Google introduced NeRF-Supervised, a new framework for training deep stereo networks without requiring any manually labeled ground-truth data. The overall goal of the NeRF-Supervised Deep Stereo pipeline is to generate accurate 3D reconstructions of a scene from a set of 2D images taken with a single handheld camera.
Deep stereo networks are used to estimate the depth or disparity between objects within a scene, by taking in a pair of images as input. The resulting depth or disparity map can then be utilized to generate 3D reconstructions of the scene.
The primary drawback of traditional stereo vision techniques is that they require the use of multiple cameras to capture depth information, which limits their usefulness.
By utilizing the NeRF-Supervised framework, it is possible to easily train the deep stereo networks, without the need for any ground-truth data.

Method
The team collected sparse sets of images using smartphones equipped with standard cameras. After collecting multi-view images of a single scene from multiple perspectives, they utilized Neural Radiance Fields (NeRF) to fit each scene and generate stereo triplets along with depth information. Finally, the team employed the generated data to train a Deep Stereo network to produce accurate and reliable depth maps for a variety of real-world scenes and objects.
NeRF is a deep learning-based approach that can model the scene’s 3D geometry and appearance by learning a volumetric representation of radiance fields from 2D images.
Deep Stereo, on the other hand, is a technique that uses a convolutional neural network to estimate the disparity map between two views of a scene.
There are three primary steps in the pipeline:
- Synthetic data generation by collecting a set of 2D images taken from different viewpoints of a single static scene. The training data was generated by collecting 270 high-resolution scenes of indoor and outdoor environments using smartphones, focusing on specific objects and capturing 100 images from different viewpoints.
- Stereo triplets rendering using NeRF. Instant-NGP – the NeRF engine – was trained for 50K steps to render stereo triplets and depth maps for each scene, resulting in a total of 65K triplets.
- Training the stereo network by using the rendered stereo triplets and depth maps, as training data. The stereo network learned to predict accurate disparity maps from the rendered data, which can be used for various 3D reconstruction tasks.

Test results
The results show that the NeRF-supervised stereo networks outperform both self-supervised and supervised methods, achieving state-of-the-art performance on the Middlebury dataset, a benchmark for stereo vision research.
They also compared their results to methods that were trained on synthetic data with ground-truth and found that the NeRF-Supervised pipeline performed equally well, even though it did not use any ground-truth data.

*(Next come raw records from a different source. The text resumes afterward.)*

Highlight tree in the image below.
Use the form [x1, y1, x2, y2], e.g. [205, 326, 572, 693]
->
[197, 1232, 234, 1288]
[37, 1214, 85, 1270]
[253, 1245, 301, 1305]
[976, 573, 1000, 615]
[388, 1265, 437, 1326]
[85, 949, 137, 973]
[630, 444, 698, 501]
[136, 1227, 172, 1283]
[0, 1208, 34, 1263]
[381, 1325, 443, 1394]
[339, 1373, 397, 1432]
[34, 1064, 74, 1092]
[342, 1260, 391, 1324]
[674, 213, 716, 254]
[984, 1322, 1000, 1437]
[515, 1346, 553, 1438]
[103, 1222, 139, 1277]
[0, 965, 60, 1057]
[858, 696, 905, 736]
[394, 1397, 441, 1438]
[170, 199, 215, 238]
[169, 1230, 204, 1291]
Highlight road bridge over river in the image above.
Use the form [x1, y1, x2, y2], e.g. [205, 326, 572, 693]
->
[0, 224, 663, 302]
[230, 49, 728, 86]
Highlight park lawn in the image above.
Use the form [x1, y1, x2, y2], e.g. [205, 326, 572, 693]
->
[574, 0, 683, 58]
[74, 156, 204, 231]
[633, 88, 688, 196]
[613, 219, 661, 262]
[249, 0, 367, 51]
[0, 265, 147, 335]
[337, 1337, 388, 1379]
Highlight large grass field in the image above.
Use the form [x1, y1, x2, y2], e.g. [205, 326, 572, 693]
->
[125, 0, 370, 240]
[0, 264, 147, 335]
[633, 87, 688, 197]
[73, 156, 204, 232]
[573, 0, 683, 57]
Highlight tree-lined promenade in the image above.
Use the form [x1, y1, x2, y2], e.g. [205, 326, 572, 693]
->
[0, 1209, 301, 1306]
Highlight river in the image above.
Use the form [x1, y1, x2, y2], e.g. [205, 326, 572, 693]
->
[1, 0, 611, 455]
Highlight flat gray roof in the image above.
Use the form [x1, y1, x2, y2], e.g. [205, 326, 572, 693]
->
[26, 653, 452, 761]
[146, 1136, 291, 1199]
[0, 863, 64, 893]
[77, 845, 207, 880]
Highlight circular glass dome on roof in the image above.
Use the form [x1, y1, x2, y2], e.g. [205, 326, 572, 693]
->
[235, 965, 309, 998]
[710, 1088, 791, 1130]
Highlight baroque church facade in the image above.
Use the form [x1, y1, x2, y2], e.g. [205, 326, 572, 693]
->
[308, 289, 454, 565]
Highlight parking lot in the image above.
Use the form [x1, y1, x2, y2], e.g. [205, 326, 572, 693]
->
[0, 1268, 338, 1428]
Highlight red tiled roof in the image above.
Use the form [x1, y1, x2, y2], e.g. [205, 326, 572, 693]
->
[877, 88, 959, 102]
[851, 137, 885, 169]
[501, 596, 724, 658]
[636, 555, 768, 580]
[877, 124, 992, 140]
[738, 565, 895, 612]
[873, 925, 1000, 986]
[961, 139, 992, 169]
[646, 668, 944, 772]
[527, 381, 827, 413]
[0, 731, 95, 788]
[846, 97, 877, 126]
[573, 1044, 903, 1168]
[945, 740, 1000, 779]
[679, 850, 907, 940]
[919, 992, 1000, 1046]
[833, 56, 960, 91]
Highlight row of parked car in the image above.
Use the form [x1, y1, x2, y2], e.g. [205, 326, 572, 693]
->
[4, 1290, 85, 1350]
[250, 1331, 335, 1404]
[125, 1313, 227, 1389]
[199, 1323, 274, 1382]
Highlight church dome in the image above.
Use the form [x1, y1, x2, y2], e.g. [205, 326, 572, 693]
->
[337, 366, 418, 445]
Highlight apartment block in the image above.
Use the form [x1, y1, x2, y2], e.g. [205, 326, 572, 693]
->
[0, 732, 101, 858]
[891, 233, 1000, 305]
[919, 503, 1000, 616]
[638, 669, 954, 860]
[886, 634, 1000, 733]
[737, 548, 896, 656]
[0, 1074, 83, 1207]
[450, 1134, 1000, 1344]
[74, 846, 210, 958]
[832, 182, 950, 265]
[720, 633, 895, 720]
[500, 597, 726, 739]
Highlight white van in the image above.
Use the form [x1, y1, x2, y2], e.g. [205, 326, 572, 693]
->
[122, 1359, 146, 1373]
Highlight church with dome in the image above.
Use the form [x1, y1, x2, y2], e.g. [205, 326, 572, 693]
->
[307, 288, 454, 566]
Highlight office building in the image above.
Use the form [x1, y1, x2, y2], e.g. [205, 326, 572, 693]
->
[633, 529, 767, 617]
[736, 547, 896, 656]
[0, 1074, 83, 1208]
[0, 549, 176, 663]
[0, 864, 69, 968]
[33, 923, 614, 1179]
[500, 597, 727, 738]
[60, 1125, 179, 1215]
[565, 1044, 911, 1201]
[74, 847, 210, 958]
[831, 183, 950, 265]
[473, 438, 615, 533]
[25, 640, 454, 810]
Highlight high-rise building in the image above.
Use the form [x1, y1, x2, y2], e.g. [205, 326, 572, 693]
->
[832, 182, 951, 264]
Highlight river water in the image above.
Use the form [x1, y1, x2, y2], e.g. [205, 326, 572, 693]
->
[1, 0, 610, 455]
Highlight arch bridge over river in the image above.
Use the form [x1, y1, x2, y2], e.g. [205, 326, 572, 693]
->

Conclusion, future research
NeRF-Supervised Deep Stereo is a new pipeline to generate stereo training data from a sequence of images captured by a single regular camera. The approach can be also used to generate labels for other tasks, such as optical flow or multi-view stereo.
The authors state that their approach has limitations when it comes to complex scenes, such as transparent surfaces and nighttime scenes. The samples used in the research are constrained to scenes that are static and of small-scale.
A larger-scale collection of stereo training datasets, coupled with other NeRF variants, may deal with these challenges in the future.
Learn more:
- Research paper: “NeRF-Supervised Deep Stereo” (on arXiv)
- NeRF-Supervised Deep Stereo on GitHub (code, examples)
Glossary
- Stereo data often referred to as “stereo pairs” or “stereo images”, refer to a type of image data that captures the same scene from two or more different viewpoints or angles. They are commonly used in computer vision and 3D reconstruction applications.
- Deep stereo networks are a type of artificial neural network used in computer vision to estimate the depth of a scene from two or more images. They are designed to mimic the way humans perceive depth through binocular vision, which involves comparing the differences between the images captured by the left and right eyes.